Наследник волхвов | страница 77



Неприятно вспоминать год принудительного лечения, приезд старика отца, выписку «под расписку», дорогу домой, в Ерит-ницу, дорогу, с которой не повернуть вспять и не свернуть в сторону.

И снова его спас Никола — отец успел-таки научить сына всем искусствам и премудростям волкодлаков.

Утонул в болоте младший братишка-ликантроп, которого прочили в старосты, умер отец, и несостоявшийся кандидат наук встал во главе общины николаитов. Еритница — его королевство и его тюрьма. Заботиться о деревне, быть главным среди николаитов и оставаться до могилы оборотнем — его судьба.

О, если бы по Центральному телевидению прошел репортаж о Еритнице! Не про ликантропа старосту, нет, что вы! О своей доле он поведал по секрету, можно сказать — исповедовался. Если бы телевидение показало Еритницу с положительной стороны, представив деревню этаким заповедником исконно русских постъязыческих верований, патриархальных укладов и нравов, тогда и в районе, и в области стали бы относиться к николаитам лучше.

О, если бы репортер Андрей появился в Еритнице! Тогда, будьте уверены, староста сумел бы уговорить его сделать репортаж, полезный для деревни, для объекта своей заботы и для себя, в конечном итоге! Но репортер пропал без вести — и вновь на Еритницу падает тень подозрений...

— ...мэ... мэ'м... мне не выгодно его исчезновение. Деревне оно не... не... не выгодно по... по... по...

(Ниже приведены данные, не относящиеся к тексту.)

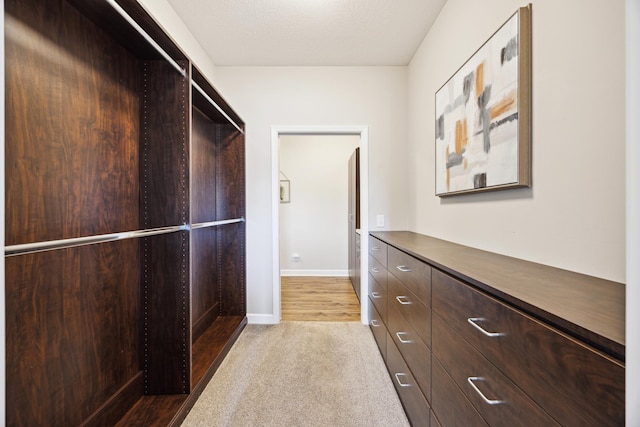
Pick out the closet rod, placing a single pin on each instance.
(212, 102)
(147, 37)
(28, 248)
(215, 223)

— По соображениям здоровой житейской логики, — чисто машинально закончил его мысль Игнат, спохватился, выкрутился изящно: — Ой, простите! Перебил вас, извините!

— Я не... не... не то хо... хо... хотел сказать. Са... са... спросить хо... хо... тел: вы по... по... нимаете, чэ... чэ... что нам нету выгоды в про... про... паже ва... ва...

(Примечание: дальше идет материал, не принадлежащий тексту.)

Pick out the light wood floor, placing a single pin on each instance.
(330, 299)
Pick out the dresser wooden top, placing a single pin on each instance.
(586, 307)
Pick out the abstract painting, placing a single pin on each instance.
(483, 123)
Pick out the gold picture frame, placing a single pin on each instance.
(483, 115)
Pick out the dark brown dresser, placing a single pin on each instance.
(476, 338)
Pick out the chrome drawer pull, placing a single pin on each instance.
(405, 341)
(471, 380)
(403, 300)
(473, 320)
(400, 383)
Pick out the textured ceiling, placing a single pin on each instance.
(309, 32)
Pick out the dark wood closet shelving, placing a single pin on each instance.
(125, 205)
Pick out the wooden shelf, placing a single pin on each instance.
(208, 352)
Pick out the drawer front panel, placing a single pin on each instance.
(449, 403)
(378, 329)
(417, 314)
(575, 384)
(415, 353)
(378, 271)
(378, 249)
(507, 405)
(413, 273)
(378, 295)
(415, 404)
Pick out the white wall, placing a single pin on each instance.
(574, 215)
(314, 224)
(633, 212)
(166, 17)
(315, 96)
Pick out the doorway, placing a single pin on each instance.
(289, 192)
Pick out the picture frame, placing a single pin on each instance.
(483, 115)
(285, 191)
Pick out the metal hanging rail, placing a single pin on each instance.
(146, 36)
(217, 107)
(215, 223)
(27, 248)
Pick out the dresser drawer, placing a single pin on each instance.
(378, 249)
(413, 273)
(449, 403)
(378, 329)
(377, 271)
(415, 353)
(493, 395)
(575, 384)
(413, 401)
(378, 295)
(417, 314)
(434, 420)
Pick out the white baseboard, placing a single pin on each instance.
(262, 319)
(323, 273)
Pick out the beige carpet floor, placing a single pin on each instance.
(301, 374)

«Вашего коллеги», — закончил Игнат мысленно.

В последние три-четыре минуты старосту опять начало здорово клинить.

— ...ко... кол... — староста умолк, так и не произнеся последнего слова. Выпученные глаза помутнели. Староста дернулся, содрогнулся, будто бы собирался кашлянуть, моргнул, сглотнул. Его пальцы впились в мягкие подлокотники кресла. Щелкнули зубы, губы растянулись в гримасе боли.

— Вам плохо? — Игнат поднялся с дивана и замер, не зная, что делать и нужно ли чего-то делать.

Встали Виктор и Федор. Трое гостей смотрели сверху вниз на старосту, терзающего подлокотники кресла. Казалось, что у старосты судорогой, будто петлей, перехватило горло, и он не в силах вздохнуть, не может выдохнуть. Гримасы на покрасневшем лице сменяли одна другую, в уголках моргающих глаз выступили слезы.